Plato believed that human beings are possessed of two souls, the
one mortal, which perishes with the body, the other immortal,
which continues to exist either in a state of happiness or
misery; that the righteous soul, freed from the limitations of
matter, returns at death to the source whence it came, and that
the wicked, after having been detained for a while in a place
prepared for their reception, are sent back to earth to reanimate
other bodies.

Aristotle held the opinion that the souls of human beings are
sparks from the divine flame, while Zeno, the founder of the
Stoic philosophy, taught that spirit acting upon matter produced
the elements and the earth. There is plenty of evidence going to
show that the early Fathers in the Christian church believed in
the doctrines of reincarnation and the renewal of worlds.
Neither is there any doubt but that this philosophy came from the
East, where it originated. It is thought that the ancient
philosophers who elaborated these doctrines were unable to
account for the existence of evil without a belief in the
immortality of the soul. Spirit was eternal, as was also matter.

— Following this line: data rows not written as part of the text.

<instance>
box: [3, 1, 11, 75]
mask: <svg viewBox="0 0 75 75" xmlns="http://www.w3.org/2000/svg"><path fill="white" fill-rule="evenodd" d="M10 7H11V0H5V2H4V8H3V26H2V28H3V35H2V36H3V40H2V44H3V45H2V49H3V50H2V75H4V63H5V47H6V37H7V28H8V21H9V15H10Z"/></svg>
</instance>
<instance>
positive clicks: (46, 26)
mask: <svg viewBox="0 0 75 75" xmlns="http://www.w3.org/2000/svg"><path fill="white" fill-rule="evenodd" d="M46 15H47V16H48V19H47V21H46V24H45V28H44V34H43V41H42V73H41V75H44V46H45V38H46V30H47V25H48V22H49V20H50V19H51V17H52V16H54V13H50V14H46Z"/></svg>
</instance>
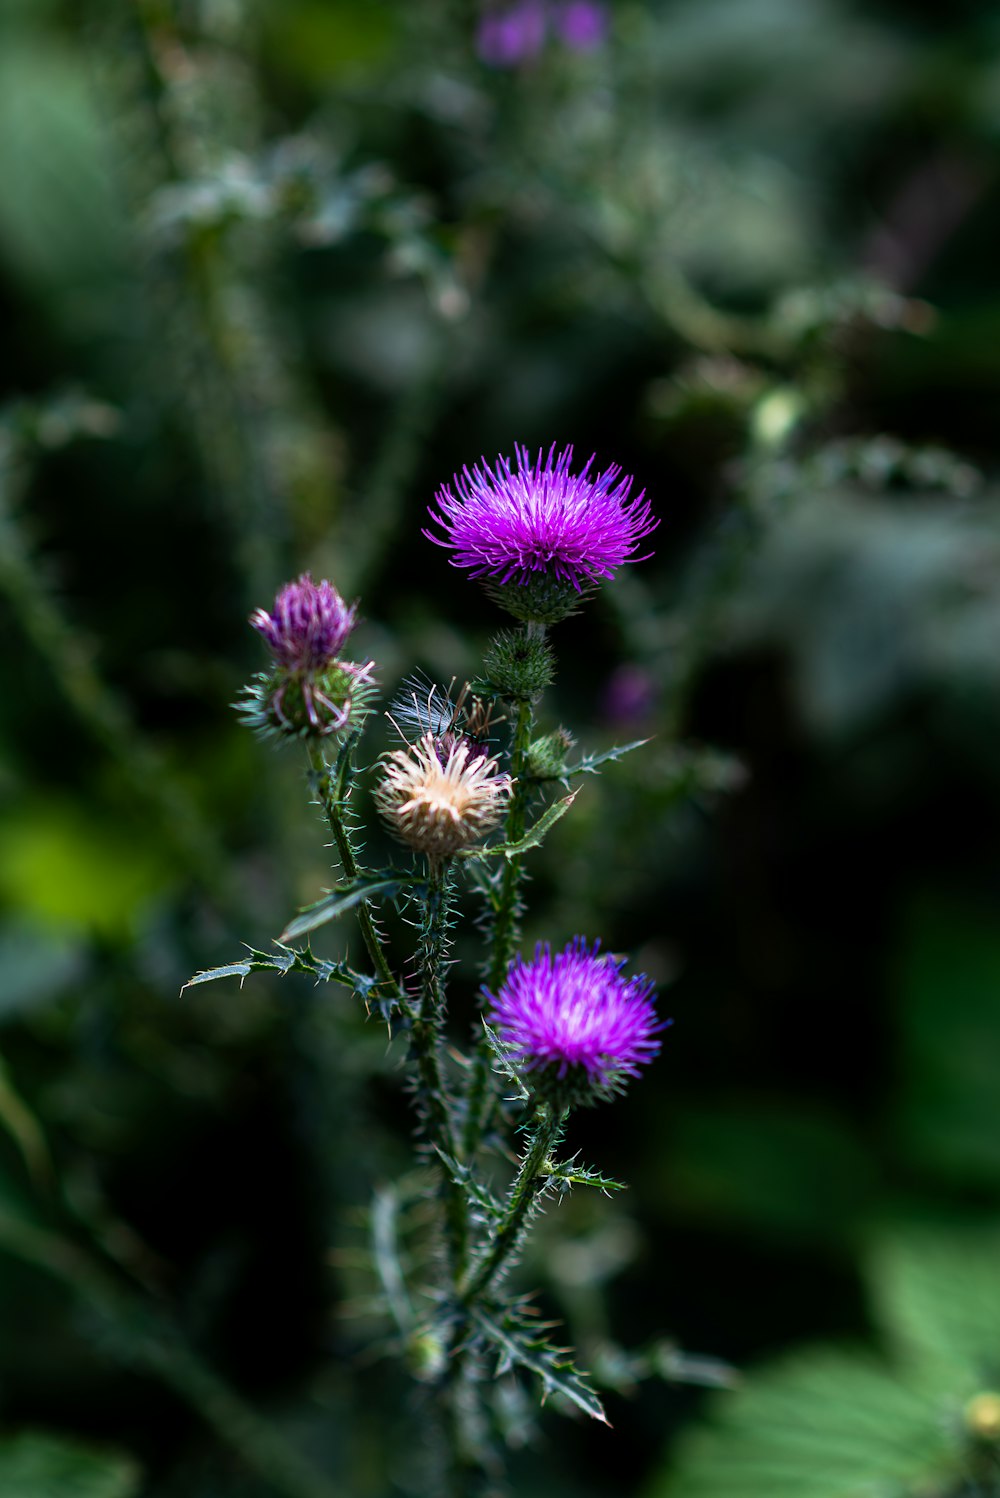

A soul, upon leaving the body, in course of time found its way
back to earth, surrounded by conditions suited to its stage of
growth. Here it must reap all the consequences of its former
life. It must also during its stay on earth make the conditions
for its next appearance upon an earthly plane. So soon as
through a succession of births and deaths it had perfected
itself, it entered into a state of Nirvana. It was absorbed into
the great Universal Soul. Nothing is ever lost.